REPUBLIKA.CO.ID, JAKARTA — Komisi III DPR akan menyusun Rancangan Undang-Undang tentang Tata Cara Penyadapan mengacu pada Putusan Mahkamah Konstitusi pada 2011 yang menyatakan pembatasan hak asasi manusia melalui penyadapan harus diatur dengan undang-undang untuk menghindari penyalahgunaan wewenang yang melanggar HAM.
"Komisi III DPR akan ambil inisiatif untuk membuat RUU tentang Tata Cara Penyadapan sebagai inisiatif DPR karena berdasarkan keputusan MK bahwa penyadapan itu harus diatur dengan UU sendiri," kata Ketua Komisi III DPR Bambang Soesatyo usai Rapat Kerja Komisi III DPR dengan KPK di Jakarta, Selasa (12/9).
Ia menjelaskan tentang mengapa tata cara penyadapan harus diatur melalui UU karena tidak hanya dilakukan KPK namun di berbagai lembaga negara juga melakukannnya, seperti Badan Intelijen Negara (BIN), Badan Narkotika Nasional (BNN), dan Badan Nasional Penanggulangan Terorisme (BNPT).

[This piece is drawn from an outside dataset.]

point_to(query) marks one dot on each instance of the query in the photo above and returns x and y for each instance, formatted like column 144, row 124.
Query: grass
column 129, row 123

Namun, dia mengatakan memang hanya KPK yang tidak membutuhkan izin ketika ingin menyadap dan BIN tidak perlu izin namun bukan untuk kepentingan pro justisia. "Komisi III DPR sudah menunjuk Arsul Sani dari Fraksi PPP sebagai penanggung jawab penyusunan RUU tersebut dan segera memulai melaksanakan dan mengundang berbagai pendapat akademisi untuk penyusunan RUU tersebut karena penyadapan bukan hanya hak KPK," ujarnya.
Politikus Partai Golkar itu mengatakan apabila RUU tentang Tata Cara Penyadapan telah disahkan menjadi UU, maka KPK harus mengikuti aturan tersebut. Dia mengatakan penyusunan RUU itu akan melibatkan berbagai pihak, seperti pemerintah, KPK, kejaksaan, kepolisian, BIN, BNPT, dan BNN.
"Kemungkinan akhir tahun ini baru tergambar drafnya dan tahun 2018 baru bisa berjalan pembahasannya. Namun, kami targetkan di DPR periode 2014-2019, RUU tersebut selesai," ujarnya.